Это был тупик. Феликс опять почувствовал у себя в груди глухое отчаянье. Точь-в-точь как это случалось дома, когда по утрам он упрямо садился за машинку, за свою старую, многократно чиненную «Эрику», за которой в давние годы ему так славно писалось. Он закладывал бумагу, подчищал шрифт. Он сидел за нею, обалдевая от сигарет, от чая, который по Привычке ставил рядом, в термосе. Иногда казалось — вот-вот ем что-то уцепит, ухватит… Какой-то узелок, в котором сходятся все нити… Придет ясность, легкость, озарение — бог знает, как это назвать…
Он зачерпнул в горсть наметенный у камня песок. Из ладони потекла жиденькая струйка. Между носками сандалет набежал бугорок, с виду похожий на бархан. Бугорок шевельнулся. Сквозь песок прокарабкался какой-то жучок, черный, с быстрыми лапками. Он помедлил секунду, как бы в передышке, и побежал по земле.
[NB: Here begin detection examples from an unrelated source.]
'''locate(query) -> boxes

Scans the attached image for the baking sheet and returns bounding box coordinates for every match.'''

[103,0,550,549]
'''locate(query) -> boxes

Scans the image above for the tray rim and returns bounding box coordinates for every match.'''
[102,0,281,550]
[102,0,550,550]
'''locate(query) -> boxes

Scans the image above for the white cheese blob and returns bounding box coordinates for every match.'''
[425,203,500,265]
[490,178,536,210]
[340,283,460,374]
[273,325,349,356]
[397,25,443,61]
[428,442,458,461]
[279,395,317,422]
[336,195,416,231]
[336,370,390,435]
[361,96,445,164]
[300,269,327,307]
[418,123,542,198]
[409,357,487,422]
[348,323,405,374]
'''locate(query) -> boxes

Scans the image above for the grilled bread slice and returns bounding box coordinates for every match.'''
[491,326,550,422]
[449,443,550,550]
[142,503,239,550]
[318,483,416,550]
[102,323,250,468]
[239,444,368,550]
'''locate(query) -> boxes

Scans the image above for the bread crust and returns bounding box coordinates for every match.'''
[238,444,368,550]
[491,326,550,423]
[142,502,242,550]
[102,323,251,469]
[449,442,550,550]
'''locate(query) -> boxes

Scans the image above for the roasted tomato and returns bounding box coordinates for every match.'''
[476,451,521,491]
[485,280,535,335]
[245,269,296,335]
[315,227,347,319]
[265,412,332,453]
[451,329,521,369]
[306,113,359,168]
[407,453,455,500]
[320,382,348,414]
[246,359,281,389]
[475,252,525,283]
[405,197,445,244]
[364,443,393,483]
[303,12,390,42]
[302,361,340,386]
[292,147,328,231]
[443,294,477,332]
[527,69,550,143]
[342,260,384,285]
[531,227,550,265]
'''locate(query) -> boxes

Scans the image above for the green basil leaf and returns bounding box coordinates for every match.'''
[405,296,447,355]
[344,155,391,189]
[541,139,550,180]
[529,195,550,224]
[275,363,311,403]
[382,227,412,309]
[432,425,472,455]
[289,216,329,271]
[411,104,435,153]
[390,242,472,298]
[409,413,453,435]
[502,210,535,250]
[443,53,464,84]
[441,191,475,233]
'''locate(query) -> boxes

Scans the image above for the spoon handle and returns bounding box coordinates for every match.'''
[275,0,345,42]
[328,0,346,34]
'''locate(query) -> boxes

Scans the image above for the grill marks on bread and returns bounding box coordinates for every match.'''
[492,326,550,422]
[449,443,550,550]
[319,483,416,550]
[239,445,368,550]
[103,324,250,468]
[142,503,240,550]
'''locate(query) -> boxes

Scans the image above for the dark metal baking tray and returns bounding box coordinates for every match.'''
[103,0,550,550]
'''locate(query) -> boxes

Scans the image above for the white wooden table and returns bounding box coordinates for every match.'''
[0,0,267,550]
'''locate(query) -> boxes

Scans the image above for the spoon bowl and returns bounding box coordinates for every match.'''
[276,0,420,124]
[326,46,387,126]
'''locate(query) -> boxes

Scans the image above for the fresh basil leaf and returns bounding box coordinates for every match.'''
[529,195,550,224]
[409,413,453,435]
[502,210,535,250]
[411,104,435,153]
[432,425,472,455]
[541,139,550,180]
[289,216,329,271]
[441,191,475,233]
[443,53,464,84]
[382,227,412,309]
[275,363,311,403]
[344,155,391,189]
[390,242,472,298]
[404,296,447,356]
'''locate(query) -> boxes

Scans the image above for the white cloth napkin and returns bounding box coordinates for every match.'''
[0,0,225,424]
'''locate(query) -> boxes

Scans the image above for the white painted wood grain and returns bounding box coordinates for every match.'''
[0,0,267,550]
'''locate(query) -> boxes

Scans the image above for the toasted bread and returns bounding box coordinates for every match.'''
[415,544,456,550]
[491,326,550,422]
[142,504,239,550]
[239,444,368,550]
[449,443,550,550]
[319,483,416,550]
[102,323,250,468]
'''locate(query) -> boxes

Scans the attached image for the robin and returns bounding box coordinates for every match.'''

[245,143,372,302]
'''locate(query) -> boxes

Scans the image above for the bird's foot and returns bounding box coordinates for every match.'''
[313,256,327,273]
Феликс опять зачерпнул песку и осыпал его с ладони, погребая шустрого жучка. Но спустя несколько мгновений песчинки вновь зашевелились, жучок выбрался на поверхность.
Он усмехнулся. Он подумал о несомненных преимуществах, которыми располагает жучок. Ему легче. Ему нужны не надежды, а жизнь…
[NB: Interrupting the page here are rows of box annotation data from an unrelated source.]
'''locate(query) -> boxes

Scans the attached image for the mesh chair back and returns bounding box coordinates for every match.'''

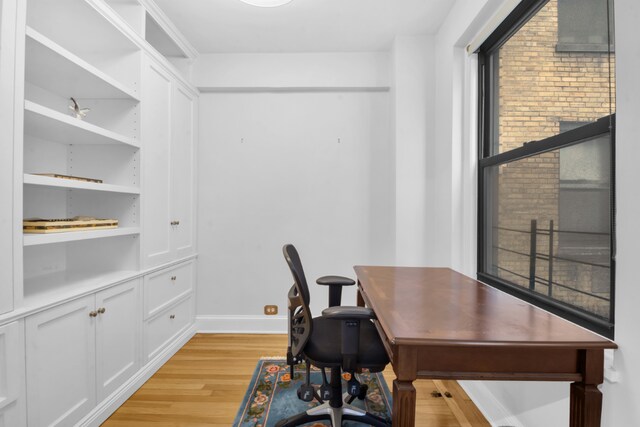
[282,244,312,357]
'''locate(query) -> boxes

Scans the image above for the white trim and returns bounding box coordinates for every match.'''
[196,315,287,334]
[140,0,198,61]
[78,325,196,426]
[458,381,524,427]
[467,0,522,55]
[198,86,391,93]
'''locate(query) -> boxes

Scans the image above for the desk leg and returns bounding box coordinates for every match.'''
[392,380,416,427]
[569,350,604,427]
[569,383,602,427]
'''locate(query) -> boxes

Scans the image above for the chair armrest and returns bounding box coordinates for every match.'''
[316,276,356,286]
[322,306,376,320]
[316,276,356,307]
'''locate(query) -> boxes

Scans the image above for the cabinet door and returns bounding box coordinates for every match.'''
[96,280,142,402]
[171,84,196,258]
[26,295,96,427]
[0,321,27,427]
[141,58,175,267]
[0,0,16,314]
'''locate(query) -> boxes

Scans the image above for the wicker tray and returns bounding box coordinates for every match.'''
[22,217,118,234]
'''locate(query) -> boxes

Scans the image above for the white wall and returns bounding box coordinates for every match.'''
[195,51,395,332]
[430,0,640,427]
[390,36,441,265]
[193,52,389,90]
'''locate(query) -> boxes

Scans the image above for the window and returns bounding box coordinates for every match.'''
[478,0,615,337]
[556,0,613,52]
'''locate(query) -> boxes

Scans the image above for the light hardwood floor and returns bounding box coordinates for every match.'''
[103,334,489,427]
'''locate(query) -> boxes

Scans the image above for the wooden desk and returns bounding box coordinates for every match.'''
[354,266,617,427]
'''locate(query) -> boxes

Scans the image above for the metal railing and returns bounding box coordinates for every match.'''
[493,219,611,302]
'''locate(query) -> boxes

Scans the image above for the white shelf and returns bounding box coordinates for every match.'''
[23,227,140,246]
[25,27,140,101]
[24,270,139,309]
[24,100,140,148]
[24,173,140,194]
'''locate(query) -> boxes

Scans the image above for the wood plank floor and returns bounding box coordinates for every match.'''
[103,334,490,427]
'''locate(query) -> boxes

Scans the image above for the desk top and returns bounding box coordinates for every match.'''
[354,266,617,349]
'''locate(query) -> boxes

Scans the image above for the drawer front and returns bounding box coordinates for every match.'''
[144,262,194,319]
[144,296,193,362]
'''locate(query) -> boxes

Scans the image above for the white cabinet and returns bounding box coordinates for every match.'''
[144,262,194,319]
[26,295,96,427]
[142,58,197,267]
[0,0,16,314]
[95,280,142,402]
[144,262,195,362]
[144,296,193,362]
[142,60,173,266]
[0,321,27,427]
[171,84,197,258]
[26,280,141,426]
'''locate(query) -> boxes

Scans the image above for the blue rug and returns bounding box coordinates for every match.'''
[233,359,392,427]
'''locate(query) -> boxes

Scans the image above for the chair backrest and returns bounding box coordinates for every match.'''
[282,244,313,357]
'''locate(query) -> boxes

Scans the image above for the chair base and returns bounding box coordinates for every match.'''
[276,368,391,427]
[276,402,391,427]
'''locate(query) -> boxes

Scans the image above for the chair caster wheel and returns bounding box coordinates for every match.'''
[358,384,369,400]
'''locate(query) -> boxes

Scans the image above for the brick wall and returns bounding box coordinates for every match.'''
[493,0,615,317]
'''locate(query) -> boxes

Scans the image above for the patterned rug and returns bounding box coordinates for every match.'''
[233,358,392,427]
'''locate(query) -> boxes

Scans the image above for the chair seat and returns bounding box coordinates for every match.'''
[304,317,389,372]
[316,276,356,286]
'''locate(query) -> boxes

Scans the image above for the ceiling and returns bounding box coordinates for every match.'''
[155,0,455,53]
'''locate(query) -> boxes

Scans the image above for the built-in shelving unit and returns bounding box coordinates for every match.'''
[26,27,139,101]
[24,100,139,148]
[25,270,136,307]
[24,173,140,194]
[24,227,140,246]
[0,0,198,427]
[22,0,142,304]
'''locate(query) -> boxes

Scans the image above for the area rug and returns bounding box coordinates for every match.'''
[233,358,392,427]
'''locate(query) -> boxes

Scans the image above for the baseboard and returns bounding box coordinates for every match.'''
[77,324,196,427]
[458,381,524,427]
[196,315,287,334]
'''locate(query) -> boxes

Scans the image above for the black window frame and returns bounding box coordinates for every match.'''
[476,0,616,339]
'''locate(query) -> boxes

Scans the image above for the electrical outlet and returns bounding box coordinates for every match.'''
[264,305,278,316]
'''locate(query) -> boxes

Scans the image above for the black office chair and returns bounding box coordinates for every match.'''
[276,244,391,427]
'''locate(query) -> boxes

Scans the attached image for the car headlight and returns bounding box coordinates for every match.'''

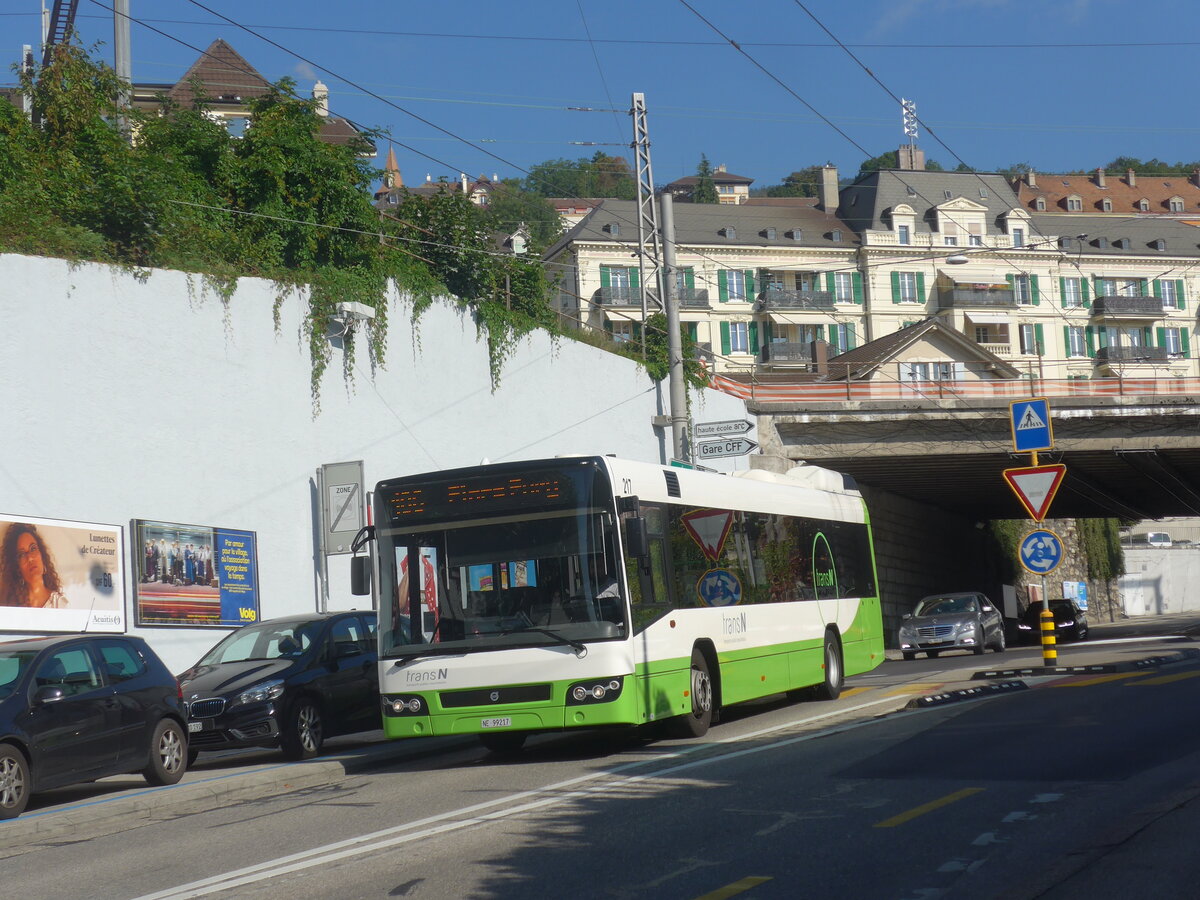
[230,680,283,706]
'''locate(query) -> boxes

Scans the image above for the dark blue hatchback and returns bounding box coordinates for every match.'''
[0,635,187,818]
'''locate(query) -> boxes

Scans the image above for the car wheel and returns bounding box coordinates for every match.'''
[142,719,187,785]
[679,647,713,738]
[479,731,529,756]
[280,697,325,760]
[816,631,842,700]
[0,744,29,818]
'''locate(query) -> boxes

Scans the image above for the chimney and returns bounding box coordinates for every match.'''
[817,166,838,212]
[312,82,329,119]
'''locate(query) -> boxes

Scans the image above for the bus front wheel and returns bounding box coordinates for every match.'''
[679,647,713,738]
[816,632,842,700]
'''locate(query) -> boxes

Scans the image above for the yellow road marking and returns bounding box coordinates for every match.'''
[875,787,984,828]
[696,875,770,900]
[1132,671,1200,684]
[1050,672,1146,688]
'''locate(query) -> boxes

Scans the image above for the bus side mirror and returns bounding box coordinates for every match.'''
[625,516,650,559]
[350,556,371,596]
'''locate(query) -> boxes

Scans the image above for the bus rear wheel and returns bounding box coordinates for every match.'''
[679,647,713,738]
[816,631,842,700]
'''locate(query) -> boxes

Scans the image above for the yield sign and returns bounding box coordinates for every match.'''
[682,509,733,560]
[1004,463,1067,522]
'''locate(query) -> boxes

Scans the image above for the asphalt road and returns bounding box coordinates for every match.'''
[0,623,1200,900]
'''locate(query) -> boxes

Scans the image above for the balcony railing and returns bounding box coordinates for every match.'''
[1092,294,1163,319]
[596,284,642,306]
[1096,348,1171,365]
[937,288,1016,310]
[760,341,812,366]
[758,289,834,312]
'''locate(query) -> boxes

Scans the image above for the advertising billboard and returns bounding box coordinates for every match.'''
[0,514,125,634]
[132,518,259,628]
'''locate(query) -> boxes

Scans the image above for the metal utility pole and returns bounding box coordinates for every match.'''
[629,94,664,324]
[113,0,133,138]
[660,191,691,462]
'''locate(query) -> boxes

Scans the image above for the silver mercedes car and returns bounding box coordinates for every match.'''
[898,590,1006,659]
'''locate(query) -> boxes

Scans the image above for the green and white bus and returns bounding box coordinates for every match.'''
[354,456,883,750]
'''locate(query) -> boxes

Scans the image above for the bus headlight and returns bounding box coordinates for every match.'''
[566,676,625,706]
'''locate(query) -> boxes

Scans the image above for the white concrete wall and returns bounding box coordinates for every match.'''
[1121,547,1200,616]
[0,256,748,671]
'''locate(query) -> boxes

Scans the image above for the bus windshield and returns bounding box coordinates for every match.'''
[377,461,628,656]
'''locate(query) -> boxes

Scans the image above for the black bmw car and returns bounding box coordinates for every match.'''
[179,611,380,761]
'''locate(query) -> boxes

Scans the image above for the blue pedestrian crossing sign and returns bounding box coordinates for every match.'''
[1019,528,1062,575]
[1008,397,1054,454]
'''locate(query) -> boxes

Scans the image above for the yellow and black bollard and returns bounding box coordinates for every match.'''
[1042,610,1058,668]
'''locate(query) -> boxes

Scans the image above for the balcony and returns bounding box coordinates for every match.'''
[758,294,834,312]
[595,284,642,308]
[676,288,713,310]
[937,288,1016,310]
[1092,294,1163,319]
[760,342,812,366]
[1096,348,1171,365]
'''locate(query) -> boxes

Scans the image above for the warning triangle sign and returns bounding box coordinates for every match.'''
[680,509,733,560]
[1004,463,1067,522]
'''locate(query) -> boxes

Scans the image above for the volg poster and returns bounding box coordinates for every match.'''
[133,518,259,628]
[0,515,126,634]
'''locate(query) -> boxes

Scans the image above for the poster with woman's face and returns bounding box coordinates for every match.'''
[0,514,125,634]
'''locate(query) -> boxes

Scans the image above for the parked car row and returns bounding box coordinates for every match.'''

Но какая жизнь могла быть в этой маленькой, захолустной крепостце, на краю земли?.. Где и земли-то нет, один камень да песок? Где и вода лишена естественного вкуса — чай из нее солоноватый, и мясо у овец солоноватое, и сама она больше похожа на пот измученной зноем земли, чем на воду? Отсюда И Нева, и брусчатка на Сенатской, в голубоватом блеске после дождя, и университетские аудитории — все должно было казаться сном. Как и вся эта молодая, горячая суета, это пламя мечтаний и планов, эти книжечки, отпечатанные в Дрездене и Париже, тайком выкупаемые у книгопродавцов на Невском, ради медного гроша готовых на риск, и с веселым бесстрашием приносимые на Васильевский… Права, гражданственность, честь, личность, свобода… Вот права, вот свобода! «Рассыпьтесь, молодцы, за камни, за кусты!..» Поэзия почище виршей Словацкого… И не Дубельт, не граф Орлов — это еще ведь по-своему-то лестно, что Дубельт или граф Орлов, это способно как-то даже возвысить, придать значительность! Нет, не Дубельт и не граф Орлов, которые лично забавлялись с ним на Фонтанке, в III отделении, прежде чем упечь на восемь лет в линейные батальоны, а какой-нибудь унтер Сидоренко или Потапенко, или Ярошиньский — отчего же нет?.. — грохотал над ним раскатистым басом с побудки до отбоя… И раскаленный, прожигающий подметку плац, ружейные артикулы, шагистика… И пропахшая чихирем, краснорожая, разморенная жаром, пышущим из пустыни, офицерня… И в чану, в застоялой воде мокнущие лозины… Вот они, надежды, от которых — если выживешь — навсегда останутся занозы по всей спине. И так день за днем, год за годом, и на затянутом серой мутью горизонте — одни и те же миражи. Не сон — не явь, не жизнь — не смерть… И ты — лишь песчинка в горсти у господа бога, судьбы, рока или унтера — как их ни называй.